Forecast for the Ogden Area Mountains

Issued by Evelyn Lees for Wednesday, April 17, 2019 - 6:48am
The avalanche danger will rapidly rise from LOW to CONSIDERABLE with sun and daytime heating on steep slopes of almost all aspects and elevations. Wet snow avalanches will entrain snow as they move down slope, resulting in large piles of cement like debris. As soon as the snow becomes damp, it’s time to get off of and out from under steep slopes. Avoid travel in avalanche runout zones - below gullies and chutes - where long running natural avalanches could reach even the lower elevations.

Mark will update the Salt Lake City, Ogden and Provo forecasts Thursday morning (April 18th) by 7:30 am.
Learn how to read the forecast here
Special Announcements
Winter's not stopping, and neither are we! More snow = more forecasts through April 21st. We'll be doing early morning online forecasts for Ogden, Salt Lake and Provo most days this week, and definitely on Friday, Saturday, and Sunday of Easter weekend (April 19-21). Check the Bottom Line each day for the time of the next up date. We will continue posting observations every day this week.

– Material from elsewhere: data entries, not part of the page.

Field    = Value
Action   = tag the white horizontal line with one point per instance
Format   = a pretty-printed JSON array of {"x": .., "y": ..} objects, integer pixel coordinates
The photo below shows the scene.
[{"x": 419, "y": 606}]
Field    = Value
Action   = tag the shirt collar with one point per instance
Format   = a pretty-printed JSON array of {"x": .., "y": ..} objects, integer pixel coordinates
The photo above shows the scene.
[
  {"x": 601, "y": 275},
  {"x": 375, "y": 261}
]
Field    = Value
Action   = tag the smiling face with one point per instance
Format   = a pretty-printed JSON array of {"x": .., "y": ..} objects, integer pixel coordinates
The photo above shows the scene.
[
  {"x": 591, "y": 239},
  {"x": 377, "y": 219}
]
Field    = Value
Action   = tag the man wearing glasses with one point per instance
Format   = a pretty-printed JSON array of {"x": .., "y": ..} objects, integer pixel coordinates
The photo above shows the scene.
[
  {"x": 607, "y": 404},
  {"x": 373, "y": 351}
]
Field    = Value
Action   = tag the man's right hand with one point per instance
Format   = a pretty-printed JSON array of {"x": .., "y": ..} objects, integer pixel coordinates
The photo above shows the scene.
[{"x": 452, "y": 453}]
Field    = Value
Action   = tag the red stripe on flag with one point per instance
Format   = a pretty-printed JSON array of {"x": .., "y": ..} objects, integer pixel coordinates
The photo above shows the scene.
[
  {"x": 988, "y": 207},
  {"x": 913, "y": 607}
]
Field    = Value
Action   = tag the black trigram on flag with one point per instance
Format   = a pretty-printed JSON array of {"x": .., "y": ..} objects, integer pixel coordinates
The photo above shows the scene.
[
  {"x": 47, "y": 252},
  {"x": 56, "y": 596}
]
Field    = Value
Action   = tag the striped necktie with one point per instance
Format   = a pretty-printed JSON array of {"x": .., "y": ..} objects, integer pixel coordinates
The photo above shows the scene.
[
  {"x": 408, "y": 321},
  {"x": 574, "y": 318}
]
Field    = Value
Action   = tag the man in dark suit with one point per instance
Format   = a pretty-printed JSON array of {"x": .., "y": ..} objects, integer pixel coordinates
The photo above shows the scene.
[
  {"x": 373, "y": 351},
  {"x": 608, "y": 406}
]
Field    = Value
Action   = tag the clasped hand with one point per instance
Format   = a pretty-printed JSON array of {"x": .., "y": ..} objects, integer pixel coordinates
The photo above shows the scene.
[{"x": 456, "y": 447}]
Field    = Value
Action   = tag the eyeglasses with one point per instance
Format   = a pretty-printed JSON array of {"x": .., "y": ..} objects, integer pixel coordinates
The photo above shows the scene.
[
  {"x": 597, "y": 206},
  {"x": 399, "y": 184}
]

Resorts closed for the season are now backcountry terrain - no avalanche mitigation is being done. Utah ski resorts are on a mix of private and public Forest Service land, and each resort has a different uphill policy - contact the individual resort for details.
Weather and Snow
The warm, spring storm moved on, leaving behind 6 to 10" of very dense snow at the highest elevations in the Ogden area mountains, with a good dose of rain at the mid and lower elevations (over 2" in some spots). The rain/snow line finally lowering to about 7,500’ yesterday. Temperatures have cooled into the upper 20s, with Mt Ogden a chilly 19 degrees. The northwesterly winds are very light - even Mt Ogden is only averaging 10 mph!
Today: Sunshine!! Skies will be mostly clear today, with occasional puffy cumulus moving through. Temperatures will warm into the low 40s at the mid elevations and near 30 along the highest ridge lines. Northwesterly winds will remain light, averaging less than 15 mph, with speeds at Mt Ogden forecast to occasionally pick up into the 20 to 25 mph range. Most snow surfaces will be crusted early this morning, rapidly becoming wet with daytime heating. Groomers may provide an excellent window of spring skiing conditions.
Recent Avalanches
No new observations from the Ogden area mountains.
Avalanche Problem #1
Wet Snow
In spring, forecasts only get you so far, and then you have to become a Nowcaster - with direct sun and warming temperatures, be alert to when the snow heats and becomes wet and sloppy. Wet loose sluffs and wet slabs can then be triggered on almost all aspects and elevations, with natural avalanches possible.
Clues will be abundant when the snow heats - you will feel the hot April sun, surface crusts melt, the snow becomes punchy, sticky or damp, pinwheels or swarms of roller balls race downhill, you’re triggering small sluffs or the snow is falling off rocks and trees. The danger for wet sluffs or wet slabs can rise from LOW to CONSIDERABLE in minutes.
With a hard ice crust beneath the new snow, slides will entrain snow and run further than expected. Wet avalanche debris piles up instead of spreading out, and even small slides can deposit 4 feet of cement like debris. Avoid all steep terrain, including being in and below steep chutes and gullies, and small terrain traps at the lower elevations.
Avalanche Problem #2
Normal Caution
If you find some dry snow on the highest northerly facing slopes, it may be possible to trigger a lingering wind drift or new snow slide. Signs of wind drifts include cracking of the snow and looking for and avoiding smooth, rounded pillows of snow. Dig down and look at the layering. After the day has heated, any dry snow slides will turn into wet slides as they move downhill.
New and old cornices may break back further than expected and even from a distance. Stay well back from corniced edges when traveling on ridge lines and avoid travel beneath them.
Glide cracks - after the deluge of rain, expect glide cracks to continue growing, releasing at random with the entire snowpack crashing down. Glide cracks have been spotted in many of the classic places one could expect.
General Announcements
This information does not apply to developed ski areas or highways where avalanche control is normally done. This forecast is from the U.S.D.A. Forest Service, which is solely responsible for its content. This forecast describes general avalanche conditions and local variations always occur.